Canary deployment with Ruby on Rails on Kubernetes

3 minute read

If you are reading this, chances are that you are using Ruby on Rails as your framework of choice. There have always been two main options in the past for deploying rails apps. One was Heroku, with its easy git push buildpacks and fire and forget deployments. The other one was capistrano which targets people that manage their own infrastructure. Those people are willing to dedicate more time into maintaining that infrastructure. Heroku is a great option when you are small enough for it to be cheap. After a certain point, it’s better to manage everything yourself (unless you are a funded startup, then go and burn the money).

Ruby on Rails also has database migrations which maintain the db schema across many databases. All those migrations have to run at some point of time during your deployment cycle. Heroku builds a packaged app and runs the database migrations and asset precompilation (if necessary) before it activates every deploy. The same thing comes out of the box with Capistrano. It copies the code over to the server, precomlipes the assets and then the database migrations run. If everything was successful, it creates the current symlink and restarts the server.

Using kubernetes, you package your application into a (more or less stateless) docker container. The ‘deployment’ strategy is pulling a new docker image and restarting the deployment pods using that image. We use rolling update to achieve zero downtime deployments, since we tend to deploy many times per day. After a trial and error period using initContainers on every deployment pod, I came up with an idea that could produce a true canary deployment strategy. You have to be careful because there will be a short period of time when old code is running with the new database schema. I plan to touch database migrations in one of my following posts.

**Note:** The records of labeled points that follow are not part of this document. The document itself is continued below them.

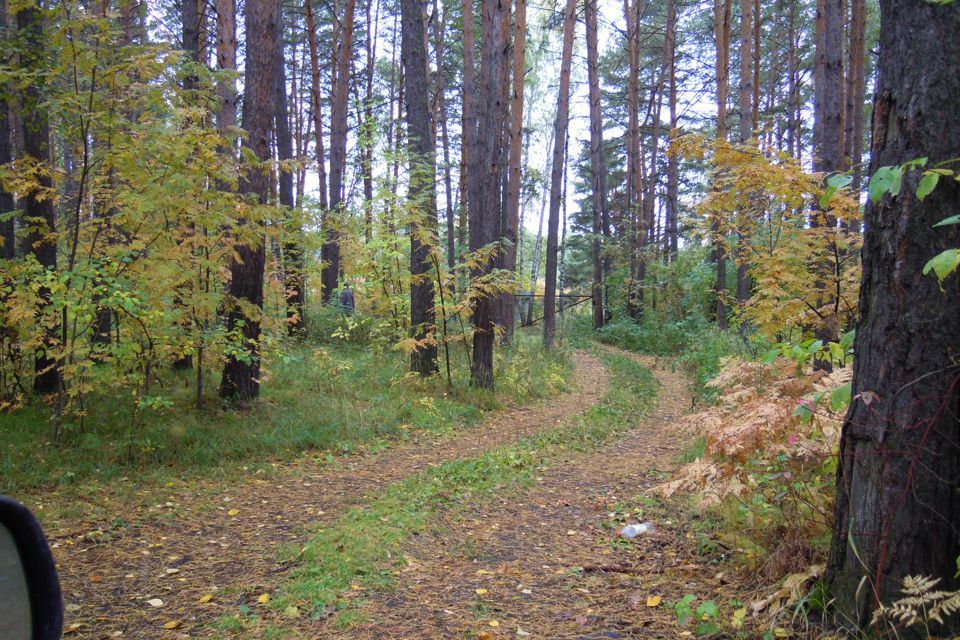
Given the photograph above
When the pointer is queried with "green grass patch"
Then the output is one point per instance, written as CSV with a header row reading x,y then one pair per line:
x,y
365,546
331,398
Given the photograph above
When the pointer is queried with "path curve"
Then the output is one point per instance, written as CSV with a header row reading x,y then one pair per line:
x,y
186,547
547,563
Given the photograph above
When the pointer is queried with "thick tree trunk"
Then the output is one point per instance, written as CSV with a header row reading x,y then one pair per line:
x,y
369,124
855,95
560,125
422,195
484,186
330,252
721,28
510,231
598,194
315,106
671,246
241,375
747,92
38,212
898,509
292,245
8,248
828,88
634,190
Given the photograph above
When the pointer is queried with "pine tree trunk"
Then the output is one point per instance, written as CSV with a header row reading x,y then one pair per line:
x,y
241,376
315,107
510,231
330,252
721,28
673,163
292,245
8,248
747,91
484,186
560,126
422,194
38,211
898,508
598,193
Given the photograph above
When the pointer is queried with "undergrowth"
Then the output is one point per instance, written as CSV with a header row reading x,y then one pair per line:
x,y
363,549
697,344
334,397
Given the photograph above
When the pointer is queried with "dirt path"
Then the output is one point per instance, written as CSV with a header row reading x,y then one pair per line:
x,y
547,563
224,540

There is one canary deployment container, set up with an initContainer that does the work, and busybox, doing nothing when the init finishes:

	- name: db-migrator
	  image: your-repo/your-container
	  imagePullPolicy: Always
	  command: ["/app/bin/rake", "db:migrate"]
	- name: canary-busybox
	  image: busybox
	    - containerPort: 80
	  command: ["/bin/sh", "-ec", "while :; do echo '.'; sleep 5 ; done"]

In Kubernetes, you use initContainers to setup the state before you run the actual container with the application code. You can also assert some configuration rules (i.e; the database exists) before the actual container starts. If you don’t trust your CI process, you can run the specs before running the main container. Whatever you do run in the initContainers list, it expects a successful exit to run the main app code. We are using this to assert that the database migrations (and other re-deploy tasks we run) suceed.

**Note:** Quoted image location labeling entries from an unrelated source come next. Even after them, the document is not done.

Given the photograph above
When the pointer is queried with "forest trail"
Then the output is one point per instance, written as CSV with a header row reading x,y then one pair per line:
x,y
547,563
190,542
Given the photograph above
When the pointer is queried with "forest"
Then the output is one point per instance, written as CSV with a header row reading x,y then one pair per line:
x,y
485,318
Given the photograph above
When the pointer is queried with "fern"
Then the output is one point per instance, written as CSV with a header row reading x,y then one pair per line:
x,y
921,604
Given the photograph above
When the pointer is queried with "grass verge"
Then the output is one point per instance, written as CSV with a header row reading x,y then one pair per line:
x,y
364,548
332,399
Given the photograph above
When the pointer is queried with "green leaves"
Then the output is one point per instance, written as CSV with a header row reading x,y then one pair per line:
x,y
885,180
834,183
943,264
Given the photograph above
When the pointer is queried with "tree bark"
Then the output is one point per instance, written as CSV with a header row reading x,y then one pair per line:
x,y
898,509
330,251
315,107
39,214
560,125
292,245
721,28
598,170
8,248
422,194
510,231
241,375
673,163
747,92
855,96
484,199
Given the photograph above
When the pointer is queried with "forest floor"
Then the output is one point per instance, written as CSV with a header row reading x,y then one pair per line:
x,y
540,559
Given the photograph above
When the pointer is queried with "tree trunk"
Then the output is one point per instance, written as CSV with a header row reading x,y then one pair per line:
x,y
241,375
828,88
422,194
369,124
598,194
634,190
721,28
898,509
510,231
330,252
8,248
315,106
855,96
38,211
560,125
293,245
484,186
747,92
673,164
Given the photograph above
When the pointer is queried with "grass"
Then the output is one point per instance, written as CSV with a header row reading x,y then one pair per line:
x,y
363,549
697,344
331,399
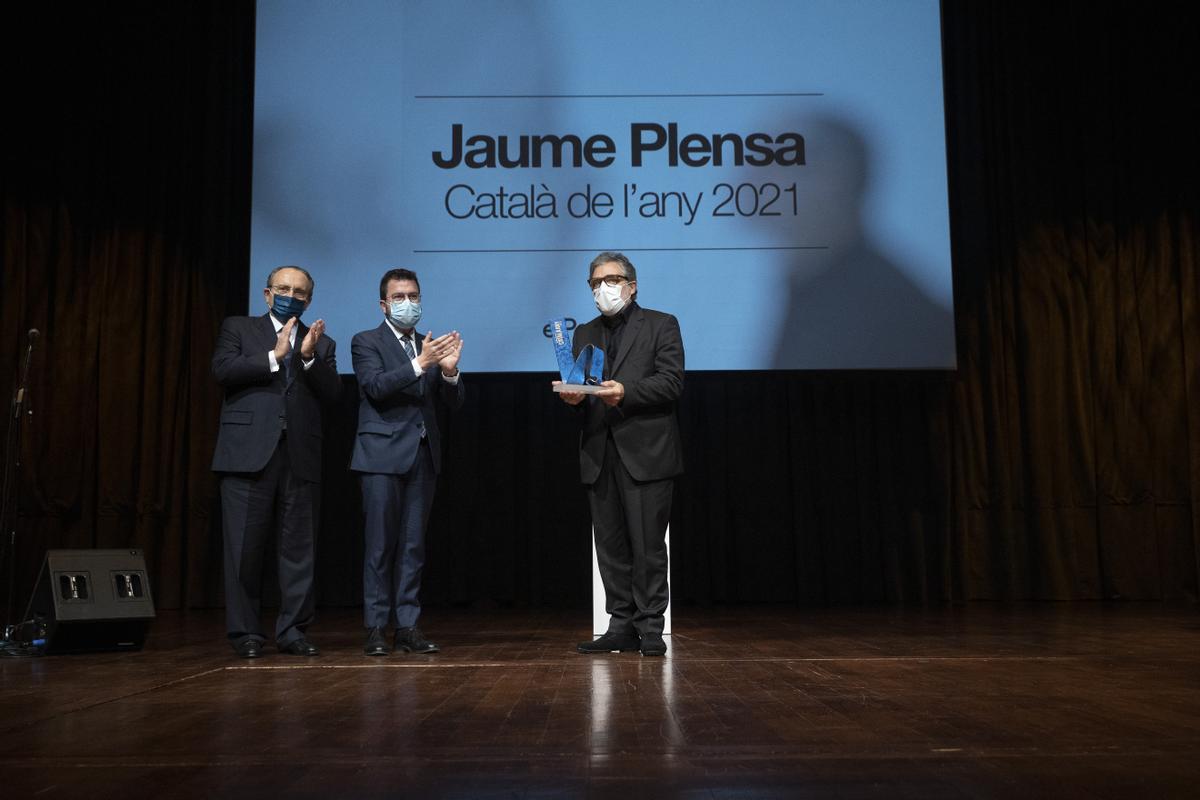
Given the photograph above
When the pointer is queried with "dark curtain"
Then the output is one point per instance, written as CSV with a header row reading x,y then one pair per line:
x,y
1061,461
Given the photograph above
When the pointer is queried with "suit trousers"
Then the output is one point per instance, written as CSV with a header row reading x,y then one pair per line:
x,y
252,507
630,522
397,511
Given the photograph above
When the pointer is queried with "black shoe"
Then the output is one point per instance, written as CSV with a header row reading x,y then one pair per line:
x,y
610,643
247,648
653,645
300,648
409,639
377,643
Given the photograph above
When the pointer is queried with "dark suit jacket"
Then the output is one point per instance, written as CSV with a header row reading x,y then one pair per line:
x,y
645,427
395,403
255,397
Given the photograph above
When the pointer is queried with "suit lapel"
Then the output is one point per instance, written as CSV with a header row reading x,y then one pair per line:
x,y
265,331
629,338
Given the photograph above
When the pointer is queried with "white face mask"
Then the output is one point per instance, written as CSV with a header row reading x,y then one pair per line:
x,y
610,300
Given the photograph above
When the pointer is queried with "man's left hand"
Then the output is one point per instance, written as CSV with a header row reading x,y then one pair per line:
x,y
611,392
309,347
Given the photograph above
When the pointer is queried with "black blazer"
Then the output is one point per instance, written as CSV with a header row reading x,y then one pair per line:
x,y
256,396
395,404
645,427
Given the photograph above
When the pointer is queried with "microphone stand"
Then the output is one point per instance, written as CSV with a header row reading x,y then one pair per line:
x,y
11,481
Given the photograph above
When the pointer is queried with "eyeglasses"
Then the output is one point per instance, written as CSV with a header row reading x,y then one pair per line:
x,y
611,280
289,292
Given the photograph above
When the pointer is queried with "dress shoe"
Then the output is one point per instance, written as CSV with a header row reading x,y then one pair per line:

The way we do this is simple, we rollout the new version of the canary deployment, and then scale it to 1 replica. The replica starts, it runs the initContainer and then runs the database migrations, and other pre-deploy scripts until it’s successful. When all those exit with success, the deployment will be successful and we can restart the deployment running the main app after that. Then scale the canary container back to 0 replicas. This also creates an opportunity to run certain smoke tests before you restart the web services. Doing so can make the system even more reliable and resilient to errors.

The actual code that does the whole deployment process is here:

kubectl -n app rollout restart deployment app-canary
kubectl -n app scale deployment/app-canary --replicas=1
while : ; do
  kubectl -n app get deployment/app-canary | grep app-canary | gawk '{ print $2 }' | grep "1/1"
  if [ $? -eq 1 ]; then
    echo "Canary container is not up yet, retrying in 30 seconds"
    sleep 30
    echo "Canary container up and running, restarting deployment"

kubectl -n app rollout restart deployment app
kubectl -n app rollout restart deployment app-worker
kubectl -n app scale deployment/app-canary --replicas=0

If you are automating your deployment process, a wise thing would be to add a timeout and a notification if it fails to complete in given time. There could be some underlying error frying your production database, and you might not be aware of it while it’s happening.